Assuming I didn't mess up the calculations:

 

A 1 farad supercap charged to 3 volts stores 4.5 joules.

 

A solid brass flywheel diameter 15.24 mm 13.97 mm long spinning at 10,000 RPM stores 0.34 joules.

Also bear in mind that for a DC arrangement you would likely use four of these in series to give a 12V 0.25F storage capacitor, so 18 Joules.

[AndyID]

Also bear in mind that for a DC arrangement you would likely use four of these in series to give a 12V 0.25F storage capacitor, so 18 Joules.

I'm not sure I'd want to do that, not in OO anyway. The caps are not all that small. I think that takes us back to the need for a DC-DC converter to convert the cap output into a higher voltage (which seems to be what the DCC systems do).

 

By the time we get to that point I'm inclined to think it might be better to "bite the bullet" and replace the cap with a lithium-ion battery. It's probably about the same amount of electronics either way.

[96701]

I have a Hornby class 50 fitted with a decoder (can't remember what type) that I inadvertently ran on Geoff Brewin's dc layout that was controlled via the MERG Superbloc system. The system had a couple of rail breaks in each block, so if the block in front was occupied, the dc voltage was gently reduced from the first rail break and more quickly reduced after the second rail break to bring a dc loco to a stand in more or less the right place.

 

The class 50 with the decoder in behaved somewhat alarmingly different in that it didn't slow down as quickly, so would sometimes overrun the last rail break and run into the next section that already was running at max voltage because there was a train in section.

 

There was so much mayhem ensuing that the loco was banished from Geoff's layout, however it was a good example of 'electronic flywheel' for very little effort or expense.

[Pacific231G]

This is just about an idea had and experimented with a bit. Be warned; it was not a great success, but it was interesting. Maybe someone can make something of it. It's probably not a new idea either.

 

As we all know, poor contact between the rails and a locomotive motor "can lead to disappointment" (or much worse). It's well known that one of the ways minimize this problem is with a flywheel on the motor. Flywheels help, but they tend to help more at high speed when you are less likely to need them. Also, it can be difficult to find room for them, and if they are not well balanced, they can accelerate the wear on motor bearings.

 

A much better solution might be an electronic energy storage device that can maintain power to the motor during temporary "rail-power" interruptions. A capacitor might be just the thing, but unfortunately, there don't seem to be any that are suitable. It would almost certainly be an electrolytic capacitor, but that means it only works in one polarity, and DC motors have to operate in either polarity. The same issue applies to batteries.

 

What we need is an electronic storage device that can store a lot of energy, does not take up a lot of space and is happy to operate on either polarity.

 

Sounds a lot like a motor with a flywheel. When the power is cut to the motor, the flywheel drives the motor and the motor acts as a dynamo. So, the idea is to put a free-running motor with a flywheel in parallel with the motor that is geared to the wheels.

 

I tried it, and it does work, but not as well as I had hoped. I didn't really spend a lot of time on it, so there may be hope. I think one problem might be the voltage drop across the carbon brushes which prevents the storage motor from supplying the same voltage that "charged" it.

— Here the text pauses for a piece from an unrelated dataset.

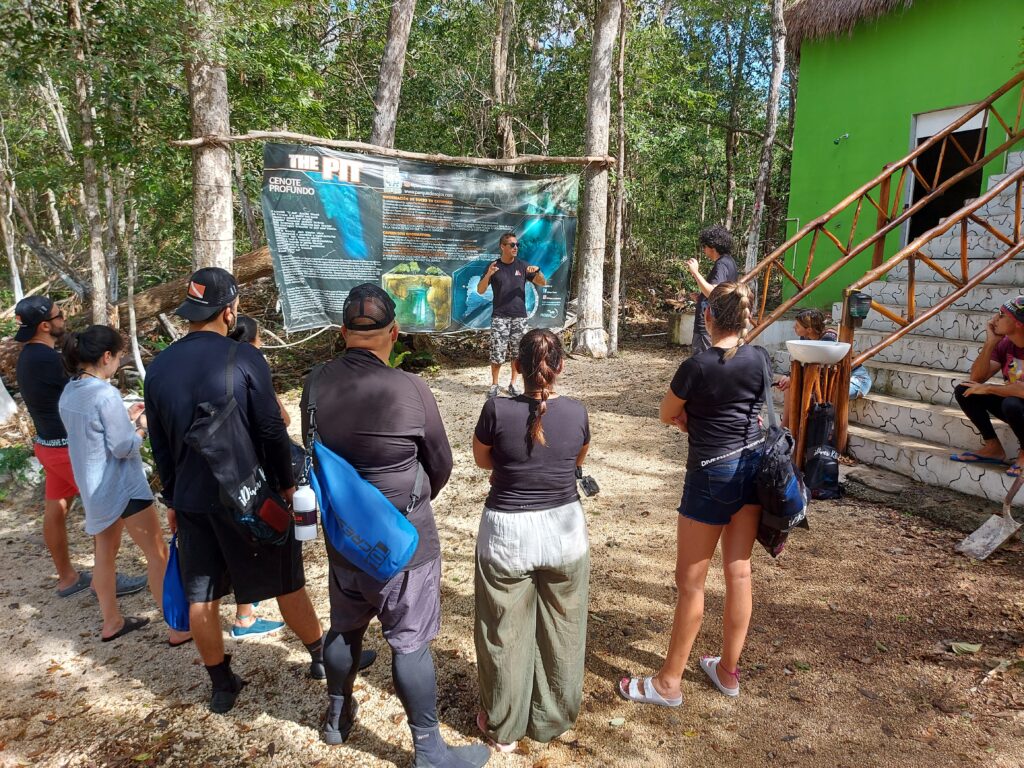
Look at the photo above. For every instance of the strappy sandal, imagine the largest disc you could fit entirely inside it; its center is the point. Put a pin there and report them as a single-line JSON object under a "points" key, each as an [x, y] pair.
{"points": [[629, 688], [710, 666]]}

I think the first person to use, or at least to write about, this idea was the late Bob Symes. It was AFAIR in an article in MRC titled "free motors"  and it was applied to the power car of a DMU which had plenty of space for the second motor and flywheel. ISTR that the idea wasn't so much to overcome dead spots in the track as to recreate the different (from a steam loco) characteristic movement of a diesel unit particularly as it pulled away.